Fried dumplings make a tantalizing appetizer, and so does Korean fried chicken, but in Fiji, Kokoda, the national dish, is a must. Ceviche’s nearest cousin, this cold concoction of marinated raw fish is naturally seared when mixed with lime, then sprinkled with chili, coriander and coconut dressing. You’ll like it so much you’ll want to take advantage of a complimentary cooking class in which a local chef shows you how. Taste buds thusly stimulated, it’s time to move on to the main course, a choice of Indian, Thai and Korean dishes.

Royal Davui offers breakfast or lunch on a sand cay in the middle of the bay, accessible only during low tide. And the InterContinental prides itself on their romantic cabana dining, or a private dinner for two under the stars.

 

Spa

Mud pools and hot spring baths will relax the soul, but if workaday tension persists, hit the spa. Royal Davui Spa offers hydrating body wraps and a traditional Fiji Bobo massage blending cold pressed oils infused with tropical flowers that rejuvenate and hydrate the skin.

InterContinental Fiji Golf Resort – Spa At Night. Photo courtesy of InterContinental Fiji

The InterContinental experience begins with the traditional Wai Zone – a hydrotherapy dip in soothing waters under a rainforest shower, followed by a steam and finally the ice room. Stepping out from arctic temperatures, choose between a hot stone treatment and an Indian head massage and body polish, indoors or outdoors in a beachside cabana where the surf provides its own soothing soundtrack.

InterContinental Fiji Golf Resort Wai Zone. Photo courtesy of InterContinental Fiji

Villages

Island tours abound, but the best is a short hop from the Royal Davui to Naceva Village, which some of the staff call home. Visitors are welcome into a primary school where children gather to perform various songs and dance steps, coaxing smiles and good wishes over a chorus of tourists’ clicking cameras.

Village children enjoying school. Photo by Jordan Riefe

The InterContinental offers a safari up the Sigatoka River piloted by Captain Jack at breakneck speed through often perilously shallow waters. Along the way, you’ll see children bobbing by the bank where they shout and play like otters while horses and billy goats roam nearby, a reminder that their guardians are farming cane and tobacco fields along the river.

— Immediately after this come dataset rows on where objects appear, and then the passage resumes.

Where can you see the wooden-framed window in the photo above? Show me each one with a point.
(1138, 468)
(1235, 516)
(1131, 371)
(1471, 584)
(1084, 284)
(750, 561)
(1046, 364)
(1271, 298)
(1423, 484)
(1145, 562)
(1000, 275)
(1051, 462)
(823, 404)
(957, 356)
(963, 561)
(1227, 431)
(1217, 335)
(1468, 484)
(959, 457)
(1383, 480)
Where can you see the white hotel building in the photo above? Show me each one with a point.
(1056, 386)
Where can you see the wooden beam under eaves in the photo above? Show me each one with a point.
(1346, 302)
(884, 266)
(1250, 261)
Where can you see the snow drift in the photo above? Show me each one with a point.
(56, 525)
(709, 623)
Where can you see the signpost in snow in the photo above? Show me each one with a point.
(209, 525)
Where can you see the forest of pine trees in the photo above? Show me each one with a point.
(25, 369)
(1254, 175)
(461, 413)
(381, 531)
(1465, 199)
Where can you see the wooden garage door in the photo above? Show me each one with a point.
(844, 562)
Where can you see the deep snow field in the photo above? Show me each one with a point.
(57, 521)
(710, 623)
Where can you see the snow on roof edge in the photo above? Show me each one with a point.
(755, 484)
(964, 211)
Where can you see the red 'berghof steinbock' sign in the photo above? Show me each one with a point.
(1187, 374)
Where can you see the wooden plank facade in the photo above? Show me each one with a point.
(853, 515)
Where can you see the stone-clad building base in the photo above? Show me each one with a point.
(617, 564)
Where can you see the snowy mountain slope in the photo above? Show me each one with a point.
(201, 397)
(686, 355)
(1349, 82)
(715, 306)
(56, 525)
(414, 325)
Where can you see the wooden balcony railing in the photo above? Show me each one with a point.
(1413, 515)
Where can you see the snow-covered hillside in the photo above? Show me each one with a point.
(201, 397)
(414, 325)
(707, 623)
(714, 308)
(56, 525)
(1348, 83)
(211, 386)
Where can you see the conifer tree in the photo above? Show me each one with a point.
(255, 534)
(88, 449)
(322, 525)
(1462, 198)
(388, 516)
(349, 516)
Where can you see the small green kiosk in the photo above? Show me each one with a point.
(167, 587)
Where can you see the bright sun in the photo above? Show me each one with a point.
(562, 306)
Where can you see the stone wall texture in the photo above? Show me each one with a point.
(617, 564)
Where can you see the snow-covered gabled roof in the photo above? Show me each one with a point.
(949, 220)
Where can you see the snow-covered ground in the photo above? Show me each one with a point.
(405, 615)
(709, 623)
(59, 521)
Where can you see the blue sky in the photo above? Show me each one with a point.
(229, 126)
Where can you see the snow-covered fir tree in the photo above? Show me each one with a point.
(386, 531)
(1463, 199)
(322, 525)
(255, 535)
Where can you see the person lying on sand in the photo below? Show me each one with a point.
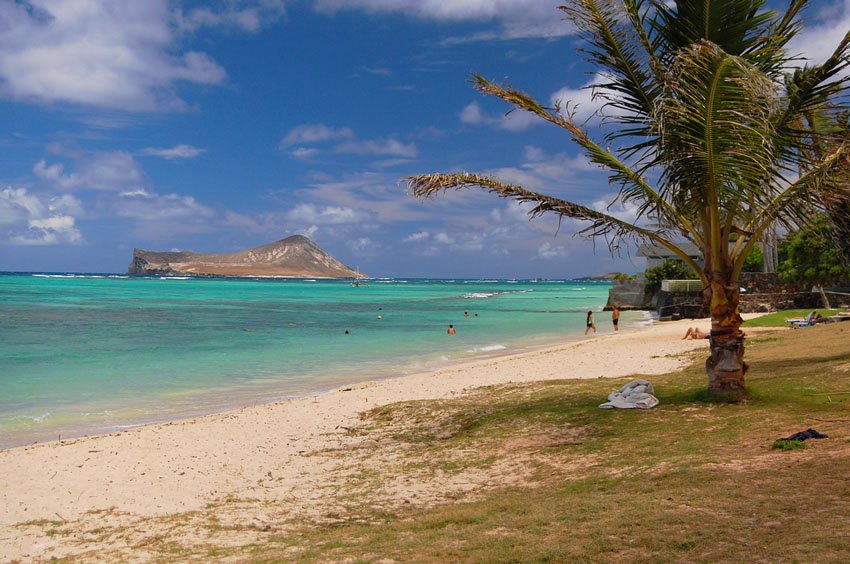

Local children at play. Photo by Jordan Riefe

Stop at a local village and partake in the Kava ceremony, the imbibing of a narcotic brew made from the roots of the Kava plant (a concoction that will leave your lips numb). Afterward, enjoy a feast with song and dance among the ‘kaiviti’ before heading back down river.

Kava Ceremony. Photo by Jordan Riefe

Off-road cave safaris along the Sigatoka offer exotic adventures while shark dives bring you face-to-face with toothy predators, and scenic copter tours let you take it all in from a bird’s eye perspective. The truth is you’ll never see enough of Fiji without moving their permanently. And, after visiting, don’t be surprised if you do.